Generalized Higher Criticism in GWAS
Posted on
generalized higher criticism for Testing SNP-Set effects in Genetic Association Studies
- individual SNP effects are generally weak, and the disease/trait associated SNPs identified in GWAS are insufficient in explaining much of the heritability of complex diseases and traits, even for highly heritable traits, such as height
- these findings suggest that single SNP analysis may be underpowered. This is particularly the case for low-frequency SNPs in sequencing association studies
- region-based analyses: combine information from multiple SNPs in a genetic construct
- genes, gene networks, and pathways are examples of genetic constructs that are likely to have multiple SNPs that function simultaneously to affect diseases and traits, for example, due to functional similarity or interaction
- the signal SNPs in a genetic construct are likely to be sparse and have weak signals.

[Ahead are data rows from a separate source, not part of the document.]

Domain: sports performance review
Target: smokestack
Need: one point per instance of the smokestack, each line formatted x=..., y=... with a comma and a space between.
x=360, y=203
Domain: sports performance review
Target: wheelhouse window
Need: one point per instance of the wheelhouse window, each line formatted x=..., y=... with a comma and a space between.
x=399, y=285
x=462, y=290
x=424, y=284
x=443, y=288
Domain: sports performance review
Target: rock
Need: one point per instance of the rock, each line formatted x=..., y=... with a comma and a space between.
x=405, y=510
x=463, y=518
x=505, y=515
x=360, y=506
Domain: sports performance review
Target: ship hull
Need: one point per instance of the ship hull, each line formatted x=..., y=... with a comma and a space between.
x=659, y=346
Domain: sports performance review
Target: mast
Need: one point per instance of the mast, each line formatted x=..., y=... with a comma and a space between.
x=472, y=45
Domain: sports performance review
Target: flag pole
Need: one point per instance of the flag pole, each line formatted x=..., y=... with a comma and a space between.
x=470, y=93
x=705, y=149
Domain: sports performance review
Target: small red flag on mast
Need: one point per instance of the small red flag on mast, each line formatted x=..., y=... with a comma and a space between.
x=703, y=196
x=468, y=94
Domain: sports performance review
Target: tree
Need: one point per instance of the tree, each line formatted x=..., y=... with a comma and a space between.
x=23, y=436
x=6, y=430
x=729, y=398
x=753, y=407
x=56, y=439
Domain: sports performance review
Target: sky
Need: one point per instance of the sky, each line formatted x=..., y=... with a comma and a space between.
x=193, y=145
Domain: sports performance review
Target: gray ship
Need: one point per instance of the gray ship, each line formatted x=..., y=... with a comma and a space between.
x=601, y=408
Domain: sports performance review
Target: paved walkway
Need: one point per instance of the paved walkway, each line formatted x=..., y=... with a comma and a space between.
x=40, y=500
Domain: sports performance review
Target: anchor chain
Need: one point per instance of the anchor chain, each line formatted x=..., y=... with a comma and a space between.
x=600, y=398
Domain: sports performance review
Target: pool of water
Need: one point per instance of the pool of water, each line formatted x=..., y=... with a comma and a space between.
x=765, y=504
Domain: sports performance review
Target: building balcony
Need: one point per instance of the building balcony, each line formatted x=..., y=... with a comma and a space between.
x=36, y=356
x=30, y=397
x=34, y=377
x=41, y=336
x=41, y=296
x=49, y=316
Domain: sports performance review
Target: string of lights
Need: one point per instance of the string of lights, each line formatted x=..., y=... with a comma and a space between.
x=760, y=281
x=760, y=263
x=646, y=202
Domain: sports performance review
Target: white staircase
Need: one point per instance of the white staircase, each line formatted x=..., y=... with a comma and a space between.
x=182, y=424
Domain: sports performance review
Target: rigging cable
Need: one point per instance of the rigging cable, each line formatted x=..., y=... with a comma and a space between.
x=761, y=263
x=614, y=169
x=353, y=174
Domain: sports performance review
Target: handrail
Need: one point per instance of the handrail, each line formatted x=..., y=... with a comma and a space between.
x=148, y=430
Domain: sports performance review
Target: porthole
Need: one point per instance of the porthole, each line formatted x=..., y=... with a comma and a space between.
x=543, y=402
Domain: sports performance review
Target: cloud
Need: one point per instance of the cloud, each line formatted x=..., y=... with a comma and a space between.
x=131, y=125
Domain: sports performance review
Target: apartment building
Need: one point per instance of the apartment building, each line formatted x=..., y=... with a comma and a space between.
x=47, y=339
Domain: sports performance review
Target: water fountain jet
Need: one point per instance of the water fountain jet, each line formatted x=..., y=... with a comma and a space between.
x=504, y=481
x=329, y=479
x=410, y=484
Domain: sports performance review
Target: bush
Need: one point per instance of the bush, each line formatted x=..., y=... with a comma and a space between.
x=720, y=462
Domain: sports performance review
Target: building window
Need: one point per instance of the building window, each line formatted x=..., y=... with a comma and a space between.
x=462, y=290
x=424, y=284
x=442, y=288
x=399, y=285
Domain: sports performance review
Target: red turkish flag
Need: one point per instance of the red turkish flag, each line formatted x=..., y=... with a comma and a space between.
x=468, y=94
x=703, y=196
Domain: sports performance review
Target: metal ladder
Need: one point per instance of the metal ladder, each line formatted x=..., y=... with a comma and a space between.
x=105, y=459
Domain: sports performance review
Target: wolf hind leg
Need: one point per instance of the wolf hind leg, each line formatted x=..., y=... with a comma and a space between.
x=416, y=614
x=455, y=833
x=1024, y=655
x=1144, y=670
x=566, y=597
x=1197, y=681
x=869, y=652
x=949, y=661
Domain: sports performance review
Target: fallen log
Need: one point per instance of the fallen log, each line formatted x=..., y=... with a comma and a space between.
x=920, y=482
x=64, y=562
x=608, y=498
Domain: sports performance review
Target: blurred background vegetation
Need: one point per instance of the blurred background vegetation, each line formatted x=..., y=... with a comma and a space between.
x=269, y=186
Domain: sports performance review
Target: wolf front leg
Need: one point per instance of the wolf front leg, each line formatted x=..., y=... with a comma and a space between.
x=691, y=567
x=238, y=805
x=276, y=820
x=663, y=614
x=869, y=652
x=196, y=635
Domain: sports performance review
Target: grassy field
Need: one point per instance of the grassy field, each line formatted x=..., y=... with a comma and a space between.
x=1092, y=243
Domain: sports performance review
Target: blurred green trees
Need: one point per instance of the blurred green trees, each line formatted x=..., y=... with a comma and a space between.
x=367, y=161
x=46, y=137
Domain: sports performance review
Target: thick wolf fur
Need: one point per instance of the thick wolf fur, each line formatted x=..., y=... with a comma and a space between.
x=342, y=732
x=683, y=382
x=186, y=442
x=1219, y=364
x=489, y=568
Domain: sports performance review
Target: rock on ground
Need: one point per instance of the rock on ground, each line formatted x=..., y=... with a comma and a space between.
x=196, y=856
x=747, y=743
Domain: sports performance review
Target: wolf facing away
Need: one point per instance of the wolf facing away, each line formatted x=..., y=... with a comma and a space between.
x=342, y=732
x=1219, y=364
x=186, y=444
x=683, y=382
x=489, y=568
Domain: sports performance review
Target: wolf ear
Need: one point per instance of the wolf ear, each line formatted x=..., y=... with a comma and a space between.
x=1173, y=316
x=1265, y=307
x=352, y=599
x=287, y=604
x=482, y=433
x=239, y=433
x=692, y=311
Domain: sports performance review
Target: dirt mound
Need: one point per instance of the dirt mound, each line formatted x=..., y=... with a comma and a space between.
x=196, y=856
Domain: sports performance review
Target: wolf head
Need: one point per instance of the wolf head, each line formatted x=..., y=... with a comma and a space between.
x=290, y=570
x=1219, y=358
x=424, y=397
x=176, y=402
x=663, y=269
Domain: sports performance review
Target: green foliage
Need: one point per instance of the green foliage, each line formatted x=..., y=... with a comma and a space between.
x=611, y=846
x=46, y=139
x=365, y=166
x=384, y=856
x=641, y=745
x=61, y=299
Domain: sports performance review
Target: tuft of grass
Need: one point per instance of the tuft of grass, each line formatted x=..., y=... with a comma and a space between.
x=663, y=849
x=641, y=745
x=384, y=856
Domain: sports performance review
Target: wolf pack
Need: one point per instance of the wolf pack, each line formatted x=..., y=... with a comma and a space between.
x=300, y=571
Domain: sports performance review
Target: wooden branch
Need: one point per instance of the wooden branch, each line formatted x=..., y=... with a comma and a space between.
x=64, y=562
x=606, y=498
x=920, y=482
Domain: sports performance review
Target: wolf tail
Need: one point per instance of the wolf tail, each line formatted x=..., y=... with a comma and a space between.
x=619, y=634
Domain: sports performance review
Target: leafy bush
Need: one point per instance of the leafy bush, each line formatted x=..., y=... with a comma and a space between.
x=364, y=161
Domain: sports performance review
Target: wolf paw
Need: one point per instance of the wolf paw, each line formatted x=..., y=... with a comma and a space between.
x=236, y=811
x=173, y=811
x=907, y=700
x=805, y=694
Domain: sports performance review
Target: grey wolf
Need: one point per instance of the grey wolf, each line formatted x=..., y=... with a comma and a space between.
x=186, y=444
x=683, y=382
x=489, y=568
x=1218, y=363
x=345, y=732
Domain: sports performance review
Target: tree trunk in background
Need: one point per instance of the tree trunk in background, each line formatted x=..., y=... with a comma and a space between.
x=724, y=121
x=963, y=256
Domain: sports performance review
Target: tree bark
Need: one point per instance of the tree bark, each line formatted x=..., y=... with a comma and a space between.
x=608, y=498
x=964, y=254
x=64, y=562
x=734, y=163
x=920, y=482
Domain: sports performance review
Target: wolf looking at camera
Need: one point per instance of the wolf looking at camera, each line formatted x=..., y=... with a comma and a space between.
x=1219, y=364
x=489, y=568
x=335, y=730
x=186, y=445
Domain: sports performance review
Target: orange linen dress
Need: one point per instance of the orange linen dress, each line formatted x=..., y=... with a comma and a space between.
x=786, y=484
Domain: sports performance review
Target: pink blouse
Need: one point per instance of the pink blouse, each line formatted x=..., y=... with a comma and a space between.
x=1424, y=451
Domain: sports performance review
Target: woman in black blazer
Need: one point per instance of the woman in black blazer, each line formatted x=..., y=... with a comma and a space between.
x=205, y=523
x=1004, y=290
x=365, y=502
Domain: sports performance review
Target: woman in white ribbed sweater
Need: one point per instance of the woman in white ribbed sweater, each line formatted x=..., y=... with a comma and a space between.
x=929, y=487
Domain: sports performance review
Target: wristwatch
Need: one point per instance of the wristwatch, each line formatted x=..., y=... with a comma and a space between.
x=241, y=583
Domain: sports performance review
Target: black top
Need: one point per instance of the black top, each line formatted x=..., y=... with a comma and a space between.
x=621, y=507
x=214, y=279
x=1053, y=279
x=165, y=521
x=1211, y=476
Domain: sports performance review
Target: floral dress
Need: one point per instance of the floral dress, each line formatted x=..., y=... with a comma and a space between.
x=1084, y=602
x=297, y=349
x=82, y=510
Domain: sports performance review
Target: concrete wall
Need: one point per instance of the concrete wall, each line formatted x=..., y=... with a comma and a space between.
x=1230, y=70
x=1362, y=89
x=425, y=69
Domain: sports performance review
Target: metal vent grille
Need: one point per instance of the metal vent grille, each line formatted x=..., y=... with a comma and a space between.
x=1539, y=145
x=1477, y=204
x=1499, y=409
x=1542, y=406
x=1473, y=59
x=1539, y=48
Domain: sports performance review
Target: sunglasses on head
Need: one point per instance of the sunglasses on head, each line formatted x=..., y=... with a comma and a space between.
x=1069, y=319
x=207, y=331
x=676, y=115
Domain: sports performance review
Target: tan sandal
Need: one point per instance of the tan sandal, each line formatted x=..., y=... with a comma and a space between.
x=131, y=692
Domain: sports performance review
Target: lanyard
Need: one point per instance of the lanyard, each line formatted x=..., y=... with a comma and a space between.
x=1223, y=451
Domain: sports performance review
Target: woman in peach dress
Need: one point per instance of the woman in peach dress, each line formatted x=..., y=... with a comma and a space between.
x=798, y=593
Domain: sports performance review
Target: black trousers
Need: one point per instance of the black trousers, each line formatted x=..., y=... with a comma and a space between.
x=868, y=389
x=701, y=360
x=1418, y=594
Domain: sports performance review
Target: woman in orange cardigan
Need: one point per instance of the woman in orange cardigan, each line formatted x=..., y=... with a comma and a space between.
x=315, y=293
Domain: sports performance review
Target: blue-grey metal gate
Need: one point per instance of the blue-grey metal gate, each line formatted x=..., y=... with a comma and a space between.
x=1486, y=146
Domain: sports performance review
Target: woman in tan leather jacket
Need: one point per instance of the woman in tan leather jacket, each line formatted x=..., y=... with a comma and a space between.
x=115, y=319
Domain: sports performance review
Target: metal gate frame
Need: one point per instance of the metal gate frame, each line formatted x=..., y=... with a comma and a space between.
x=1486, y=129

Hence, a methodology that does not require strong marginal SNP effects but is capable of aggregating these weak and sparse SNP effects together into a detectable signal at the genetic construct level, such as a gene, is needed to help increase the chance of detecting the effects of these genetic constructs and find the causes of the missing heritability
CGEM GWAS breast cancer study
- several SNPs in the FGFR2 region showed strong evidence of association with breast cancer risk using invidual SNP analysis
-
but none of these SNPs reached genome-wide significance when analyzing the CGEM GWAS data using the traditional individual SNP analysis
- sparse signals in an SNP set, present a particularly difficult problem for detection.
several methods for SNP-set testing:
- MinP
- variance-component tests
- Sequence Kernel Association Test (SKAT)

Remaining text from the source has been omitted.